Absolutely. Actually *early* GL-iNet devices did exactly that: Use the
eMMC boot hw-partitions to store boot firmware as well as MAC
addresses and potentially also Wi-Fi calibration data.

The MT-2500 is the example I'm aware of and got sitting on my desk for
testing with this very series (which allows to also reference eMMC
hardware partitions, see "[7/8] mmc: block: set fwnode of disk
devices").
Unfortunately later devices such the the flag-ship MT-6000 moved MAC
addresses and WiFi-EEPROMs into a GPT partition on the user-part of
the eMMC.

> 
> > Depending on the eMMC chip used, that partition may not even be at the
> > same offset for different batches of the same device and hence I'd
> > like to just do it in the same way vendor firmware does it as well.
> 
> Often vendor firmware is not a model to follow...

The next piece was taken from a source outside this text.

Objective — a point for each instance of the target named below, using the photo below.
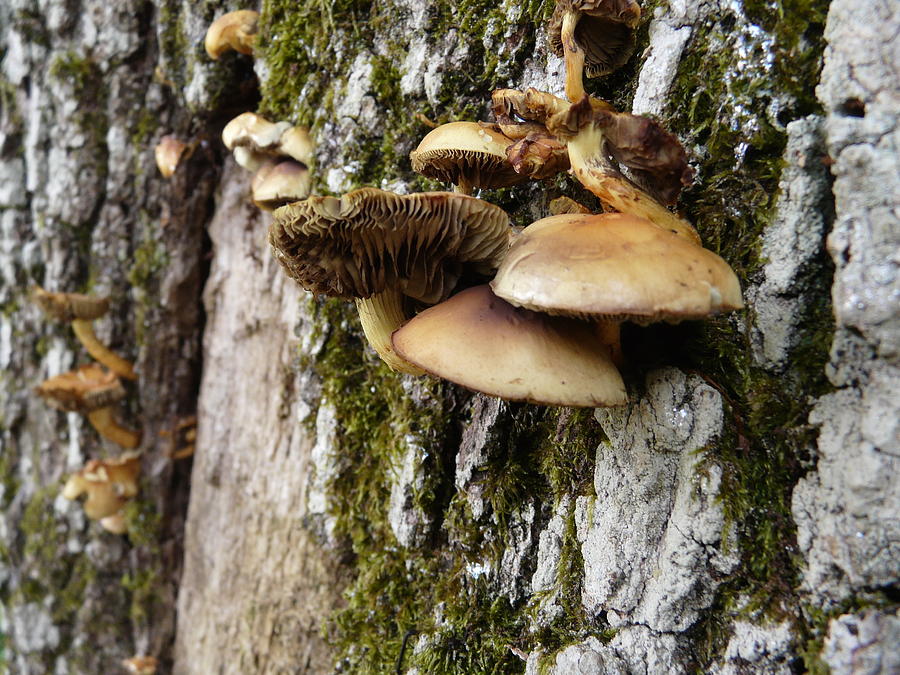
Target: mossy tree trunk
(739, 513)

I totally agree. However, I don't see a good reason for not supporting
those network-appliance-type embedded devices which even ship with
(outdated, downstream) Linux by default while going through great
lengths for things like broken ACPI tables in many laptops which
require lots of work-arounds to have features like suspend-to-disk
working, or even be able to run Linux at all.

> 
> > Chad of Adtran has previously confirmed that [1], which was the
> > positive feedback I was refering to. Other vendors like GL-iNet or
> > Netgear are doing the exact same thing.
> > 
> > As of now, we support this in OpenWrt by adding a lot of
> > board-specific knowledge to userland, which is ugly and also prevents
> > using things like PXE-initiated nfsroot on those devices.
> > 
> > The purpose of this series is to be able to properly support such devices
> > (ie. practially all consumer-grade routers out there using an eMMC for
> > storing firmware).
> > 
> > Also, those devices have enough resources to run a general purpose
> > distribution like Debian instead of OpenWrt, and all the userland
> > hacks to set MAC addresses and extract WiFi-EEPROM-data in a
> > board-specific ways will most certainly never find their way into
> > Debian. It's just not how embedded Linux works, unless you are looking
> > only at the RaspberryPi which got that data stored in a textfile
> > which is shipped by the distribution -- something very weird and very
> > different from literally all of-the-shelf routers, access-points or
> > switches I have ever seen (and I've seen many). Maybe Felix who has
> > seen even more of them can tell us more about that.
> 
> General purpose distros want to partition the disk themselves. Adding 
> anything to the DT for disk partitions would require the installer to be 
> aware of it. There's various distro folks on the boot-arch list, so 
> maybe one of them can comment.

Usually the installers are already aware to not touch partitions when
unaware of their purpose. Repartitioning the disk from scratch is not
what (modern) distributions are doing, at least the EFI System
partition is kept, as well as typical rescue/recovery partitions many
vendors put on their (Windows, Mac) laptops to allow to "factory
reset" them.

Installers usually offer to replace (or resize) the "large" partition
used by the currently installed OS instead.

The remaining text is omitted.